Sementara itu, Fitroh Rohcahyanto selaku wakil ketua KPK yang baru saja terpilih, mengaku tidak ambil pusing soal keraguan publik yang melihat komposisi pimpinan KPK berpotensi tidak independen dalam bertindak. Baginya, tidak ada loyalitas ganda, meski dirinya masih berstatus penegak hukum pula di Kejagung.

“Bagi saya, saya mengabdi untuk negara, untuk kepentingan nasional,” ujar Fitroh pada Jumat.

Kendati begitu, dia tidak memungkiri citra KPK memang sedang tidak baik, terlebih saat masa kepemimpinan Firli Bahuri. Kasus pelanggaran etik oleh pimpinan KPK, mulai dari Johanis Tanak dan Nurul Ghufron, bagi Fitroh, merupakan preseden buruk yang telah merusak marwah komisi antirasuah.

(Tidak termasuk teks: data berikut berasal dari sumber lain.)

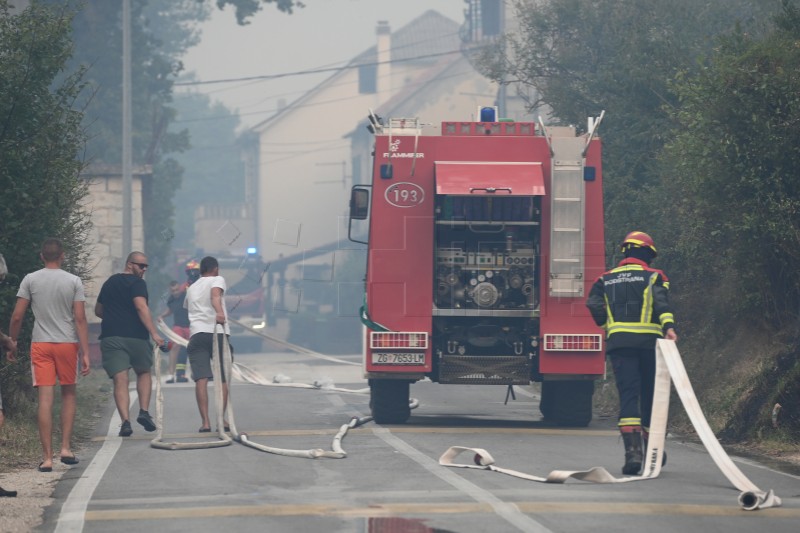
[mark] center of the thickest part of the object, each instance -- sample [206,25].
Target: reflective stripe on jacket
[631,302]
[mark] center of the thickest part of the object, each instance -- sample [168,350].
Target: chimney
[383,72]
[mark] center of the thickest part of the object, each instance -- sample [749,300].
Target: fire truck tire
[388,401]
[567,403]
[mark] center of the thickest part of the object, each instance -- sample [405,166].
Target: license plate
[398,358]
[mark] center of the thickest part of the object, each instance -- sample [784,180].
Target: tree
[161,32]
[41,142]
[247,8]
[582,57]
[734,162]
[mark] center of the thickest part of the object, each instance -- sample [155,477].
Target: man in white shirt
[60,334]
[205,301]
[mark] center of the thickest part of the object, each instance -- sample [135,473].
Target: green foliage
[734,162]
[41,140]
[245,9]
[582,57]
[161,31]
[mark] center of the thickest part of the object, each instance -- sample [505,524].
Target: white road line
[507,511]
[71,518]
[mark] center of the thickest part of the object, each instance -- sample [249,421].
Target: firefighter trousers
[635,373]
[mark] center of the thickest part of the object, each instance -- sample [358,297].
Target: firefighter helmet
[192,271]
[638,239]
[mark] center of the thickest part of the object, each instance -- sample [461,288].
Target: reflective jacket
[631,303]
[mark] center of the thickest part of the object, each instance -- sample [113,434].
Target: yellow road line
[395,509]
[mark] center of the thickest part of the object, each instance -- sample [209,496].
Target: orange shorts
[54,359]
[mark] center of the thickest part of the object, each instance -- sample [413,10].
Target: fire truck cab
[483,242]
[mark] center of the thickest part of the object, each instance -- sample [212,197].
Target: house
[306,157]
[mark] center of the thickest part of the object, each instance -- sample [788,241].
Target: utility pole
[501,91]
[127,193]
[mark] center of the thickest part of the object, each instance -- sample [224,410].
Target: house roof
[430,38]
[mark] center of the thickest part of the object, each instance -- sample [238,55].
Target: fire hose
[230,370]
[669,366]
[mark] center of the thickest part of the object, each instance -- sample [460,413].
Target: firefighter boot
[632,438]
[645,438]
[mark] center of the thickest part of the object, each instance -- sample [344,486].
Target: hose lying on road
[159,442]
[668,364]
[249,375]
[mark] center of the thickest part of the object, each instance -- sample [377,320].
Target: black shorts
[200,350]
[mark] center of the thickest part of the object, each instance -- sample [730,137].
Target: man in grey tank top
[60,331]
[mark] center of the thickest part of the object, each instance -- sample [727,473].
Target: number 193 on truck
[483,240]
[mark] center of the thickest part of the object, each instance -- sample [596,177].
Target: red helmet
[638,239]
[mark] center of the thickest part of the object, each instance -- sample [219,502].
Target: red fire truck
[483,242]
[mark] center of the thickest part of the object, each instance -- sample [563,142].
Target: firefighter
[177,355]
[631,303]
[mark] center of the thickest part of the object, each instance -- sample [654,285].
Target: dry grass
[19,438]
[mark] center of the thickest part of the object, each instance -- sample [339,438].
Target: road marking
[406,429]
[508,511]
[408,508]
[73,512]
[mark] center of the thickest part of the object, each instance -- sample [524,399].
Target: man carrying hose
[205,303]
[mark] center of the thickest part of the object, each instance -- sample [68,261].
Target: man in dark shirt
[125,333]
[180,325]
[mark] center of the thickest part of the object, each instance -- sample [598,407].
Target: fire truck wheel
[389,401]
[567,403]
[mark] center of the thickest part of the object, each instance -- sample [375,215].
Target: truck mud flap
[668,365]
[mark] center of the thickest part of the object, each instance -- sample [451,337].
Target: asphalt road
[390,481]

Selama berkarier di KPK lebih dari 11 tahun, dia tidak menyangkal bahwa dekadensi KPK terjadi di masa Firli Bahuri. Tekanan-tekanan yang beraroma politis dirasakan betul. Integritas menjadi taruhan setiap insan KPK di bawah kepemimpinan seorang Firli. Itu yang membuatnya mundur dari KPK, tepatnya saat dia terlibat selisih prinsip dengan pimpinananya dalam kasus Formula E. “(Tekanan) itu ada untuk (mentersangkakan Anies), tapi saya punya sikap,” katanya.